2 different problems.

6. A.C. Bone has developed a duck hunting boot which they claim can remain immersed for at least 12 hours without leaking. Five hundred pairs of the boots are tested and the time until first leakage is measured. The average time until the first leakage for the sample is 12.25 hours with a standard deviation of 3 hours.

a. Find the p-value of the claim that the average time until first leakage for the hunting boot is at least 12 hours.
b. Does this sample support A.C. Bone's claim at a significance level of .01?

H0: Null hypothesis
H1: Alternative Hypothesis
Mx = Mu of x
n = sample
Sx = standard deviation

a. H0: Mx less than or equal to 12
H1: Mx greater than 12

b. alpha = .01
n = 500
Sx = 3
x bar = 12.25

Zts = (x bar - Mx) / Sx / SQRT (n)) = (12.25-12) / 3 / SQRT (500))
Zts = 1.863

Zcu = invnorm (.99, 0, 1) = 2.326

Zts = 1.863 > 2.326 = Zcu
reject H1

Is this correct?

5. A production process will normally produce defective parts 0.2% of the time. In a random sample of 1,400 parts, three defectives are observed.
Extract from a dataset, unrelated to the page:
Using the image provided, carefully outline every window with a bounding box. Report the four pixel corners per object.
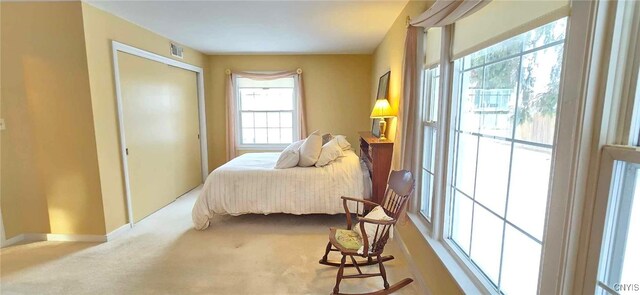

a. Find the p-value for testing the hypothesis that the process produces defective parts more than 0.2% of the time.
b. Is there sufficient evidence at the 0.05 level to indicate that the defective rate of the process has increased?

a. H0: p less than equal to .2
H1: p greater than .2

b. alpha = .05
n = 1400
x = 3
p hat = 3/1400 = .002

Zts = (p hat - p) / SQRT(p(1-p)/n) = (.002-.2) / SQRT(.2(1-.2) / 1400) = -18.52????

I don't think you can have a negative so either I am doing something wrong or the problem is written incorrectly.